Monday, May 25, 2015

"The Language Archive" at Park Square Theatre

The language of Esperanto is a universal language that was invented in the late 19th Century as a way to heal the divides that speaking different languages can cause. A beautiful idea, isn't it? In a nutshell, this is what Julia Cho's lovely play The Language Archive is all about. It's about the different languages that we all speak, not just the actual language, but also the more intimate informal languages that we develop in relationships with the different people in our lives. Even though the characters in the play all speak English, they struggle to communicate with each other on a deeper level, sometimes succeeding, sometimes failing, as we all do. This play had me laughing through my tears as I contemplated life and relationships. Friends, it doesn't get much better than that.

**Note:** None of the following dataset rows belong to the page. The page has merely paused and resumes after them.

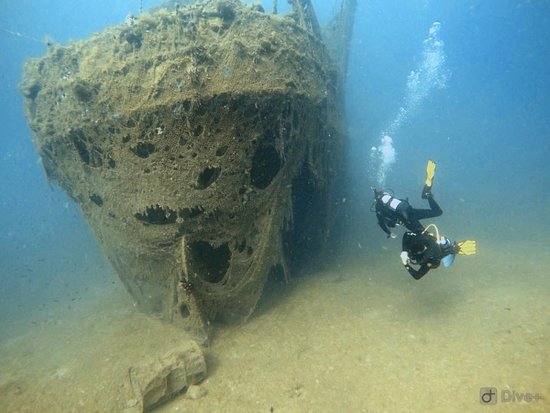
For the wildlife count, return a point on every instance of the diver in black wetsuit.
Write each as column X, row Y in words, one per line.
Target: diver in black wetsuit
column 428, row 251
column 391, row 211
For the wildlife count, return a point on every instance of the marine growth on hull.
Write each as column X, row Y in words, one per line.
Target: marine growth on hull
column 203, row 144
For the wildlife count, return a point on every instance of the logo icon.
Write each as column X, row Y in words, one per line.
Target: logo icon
column 488, row 395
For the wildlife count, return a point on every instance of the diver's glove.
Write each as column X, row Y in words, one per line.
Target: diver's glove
column 404, row 258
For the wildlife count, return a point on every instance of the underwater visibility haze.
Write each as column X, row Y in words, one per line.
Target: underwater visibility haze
column 462, row 83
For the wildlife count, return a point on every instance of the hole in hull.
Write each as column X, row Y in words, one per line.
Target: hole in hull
column 207, row 262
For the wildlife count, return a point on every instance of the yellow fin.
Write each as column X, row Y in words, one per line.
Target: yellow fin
column 468, row 247
column 430, row 172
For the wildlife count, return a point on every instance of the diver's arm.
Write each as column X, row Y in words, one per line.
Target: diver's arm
column 417, row 274
column 382, row 225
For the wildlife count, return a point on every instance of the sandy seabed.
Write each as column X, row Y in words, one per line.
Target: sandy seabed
column 358, row 336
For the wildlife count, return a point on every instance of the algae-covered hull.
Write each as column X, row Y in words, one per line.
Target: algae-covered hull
column 202, row 145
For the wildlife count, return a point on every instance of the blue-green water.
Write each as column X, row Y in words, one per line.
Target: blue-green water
column 369, row 327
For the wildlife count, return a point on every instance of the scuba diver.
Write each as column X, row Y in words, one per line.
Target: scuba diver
column 391, row 211
column 428, row 251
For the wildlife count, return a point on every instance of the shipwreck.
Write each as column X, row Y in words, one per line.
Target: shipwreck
column 204, row 144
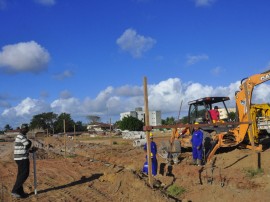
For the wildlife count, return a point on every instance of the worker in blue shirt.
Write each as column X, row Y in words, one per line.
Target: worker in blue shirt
column 196, row 141
column 153, row 157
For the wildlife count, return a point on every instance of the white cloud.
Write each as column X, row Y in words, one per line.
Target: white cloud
column 134, row 43
column 193, row 59
column 217, row 71
column 24, row 57
column 63, row 75
column 23, row 112
column 46, row 2
column 201, row 3
column 65, row 94
column 165, row 96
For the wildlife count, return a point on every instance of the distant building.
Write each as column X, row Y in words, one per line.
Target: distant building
column 223, row 113
column 154, row 116
column 98, row 127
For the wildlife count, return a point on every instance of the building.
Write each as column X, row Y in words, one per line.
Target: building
column 223, row 114
column 154, row 116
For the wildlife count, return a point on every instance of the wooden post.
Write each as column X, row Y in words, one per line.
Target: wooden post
column 65, row 137
column 251, row 134
column 149, row 160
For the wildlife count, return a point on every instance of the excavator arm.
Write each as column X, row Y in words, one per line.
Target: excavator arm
column 243, row 102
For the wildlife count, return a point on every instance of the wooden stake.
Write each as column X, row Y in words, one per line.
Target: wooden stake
column 149, row 160
column 251, row 134
column 65, row 138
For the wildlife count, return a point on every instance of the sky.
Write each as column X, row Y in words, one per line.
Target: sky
column 90, row 57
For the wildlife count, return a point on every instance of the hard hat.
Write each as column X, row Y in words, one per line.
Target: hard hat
column 24, row 126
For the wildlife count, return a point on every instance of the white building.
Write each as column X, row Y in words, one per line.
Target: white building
column 223, row 114
column 154, row 116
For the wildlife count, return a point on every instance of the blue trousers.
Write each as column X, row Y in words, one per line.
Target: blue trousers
column 22, row 175
column 197, row 153
column 154, row 167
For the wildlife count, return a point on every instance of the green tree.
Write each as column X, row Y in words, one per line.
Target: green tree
column 7, row 127
column 59, row 124
column 45, row 121
column 168, row 121
column 93, row 118
column 130, row 123
column 80, row 127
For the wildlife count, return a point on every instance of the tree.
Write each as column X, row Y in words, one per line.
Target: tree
column 8, row 127
column 59, row 124
column 130, row 123
column 93, row 118
column 80, row 126
column 168, row 121
column 45, row 121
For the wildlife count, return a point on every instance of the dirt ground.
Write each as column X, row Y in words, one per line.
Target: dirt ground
column 106, row 169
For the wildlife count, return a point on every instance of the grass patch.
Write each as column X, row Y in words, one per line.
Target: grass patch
column 174, row 190
column 251, row 172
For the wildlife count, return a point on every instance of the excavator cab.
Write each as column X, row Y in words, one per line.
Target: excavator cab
column 200, row 112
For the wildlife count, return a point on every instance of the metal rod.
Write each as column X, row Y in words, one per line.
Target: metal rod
column 149, row 160
column 35, row 172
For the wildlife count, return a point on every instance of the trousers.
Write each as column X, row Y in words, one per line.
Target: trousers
column 22, row 175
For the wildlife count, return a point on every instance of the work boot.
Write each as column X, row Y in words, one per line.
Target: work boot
column 199, row 162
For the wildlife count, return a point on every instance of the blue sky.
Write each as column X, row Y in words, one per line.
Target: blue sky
column 90, row 56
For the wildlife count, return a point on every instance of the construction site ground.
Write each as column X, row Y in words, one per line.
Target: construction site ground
column 109, row 169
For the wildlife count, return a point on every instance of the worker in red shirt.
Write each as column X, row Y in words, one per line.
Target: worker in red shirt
column 214, row 113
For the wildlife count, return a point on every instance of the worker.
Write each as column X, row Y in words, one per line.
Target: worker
column 196, row 141
column 153, row 154
column 214, row 113
column 21, row 156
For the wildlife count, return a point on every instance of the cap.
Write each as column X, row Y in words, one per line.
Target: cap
column 24, row 126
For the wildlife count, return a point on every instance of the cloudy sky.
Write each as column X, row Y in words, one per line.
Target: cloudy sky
column 90, row 57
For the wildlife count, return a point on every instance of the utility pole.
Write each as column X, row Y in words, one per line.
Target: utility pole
column 65, row 138
column 149, row 160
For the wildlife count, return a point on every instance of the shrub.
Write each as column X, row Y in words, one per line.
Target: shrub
column 250, row 172
column 174, row 190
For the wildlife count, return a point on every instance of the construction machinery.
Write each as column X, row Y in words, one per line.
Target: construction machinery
column 251, row 126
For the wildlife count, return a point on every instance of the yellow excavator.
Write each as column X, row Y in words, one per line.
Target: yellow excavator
column 251, row 126
column 253, row 119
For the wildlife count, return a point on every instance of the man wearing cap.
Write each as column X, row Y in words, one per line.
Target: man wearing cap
column 153, row 157
column 21, row 157
column 214, row 113
column 196, row 141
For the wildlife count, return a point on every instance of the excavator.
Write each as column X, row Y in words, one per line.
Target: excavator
column 250, row 128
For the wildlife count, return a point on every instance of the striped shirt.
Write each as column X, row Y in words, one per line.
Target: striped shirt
column 21, row 147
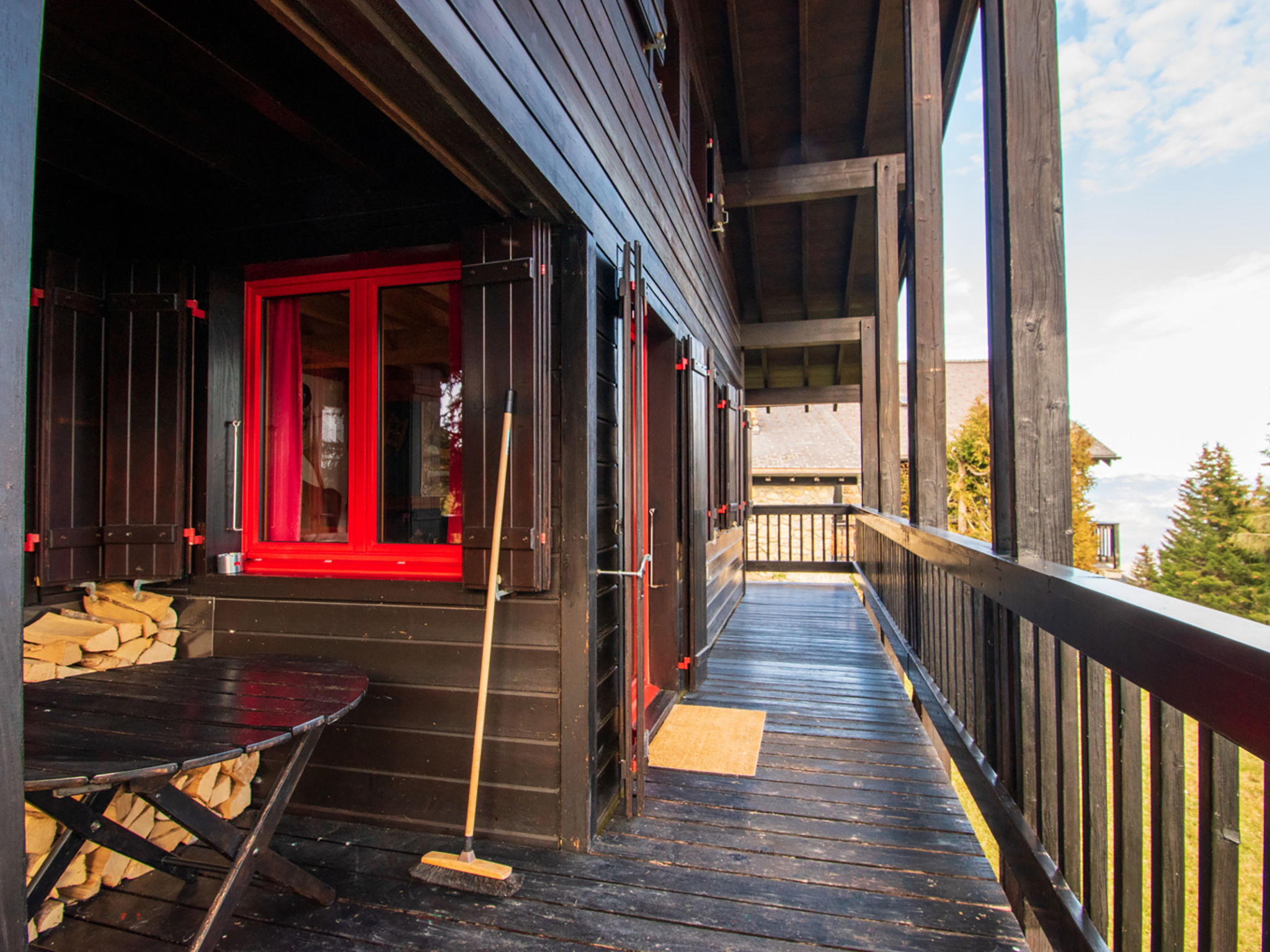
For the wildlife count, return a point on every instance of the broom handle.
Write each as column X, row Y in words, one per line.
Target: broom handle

George is a linguist who is obsessed with studying and recording endangered languages. Ironically, he is unable to communicate with his wife, Mary, who is unhappy and decides to leave him. So George goes to his work, at a place called The Language Archive, where he records rare languages before they disappear. Along with his assistant Emma (who is, of course, in love with him), his current task is to record the (fictional) language of Ellowa as spoken by a couple that he has flown in from a remote village somewhere in the world. But on this particular day, the couple is fighting and doesn't want to speak their precious language in anger. George struggles with how to accomplish this task while his world is falling apart, Emma struggles with how to tell George how she feels, and Mary struggles with finding a happier life. Watching them do so is a bittersweet joy.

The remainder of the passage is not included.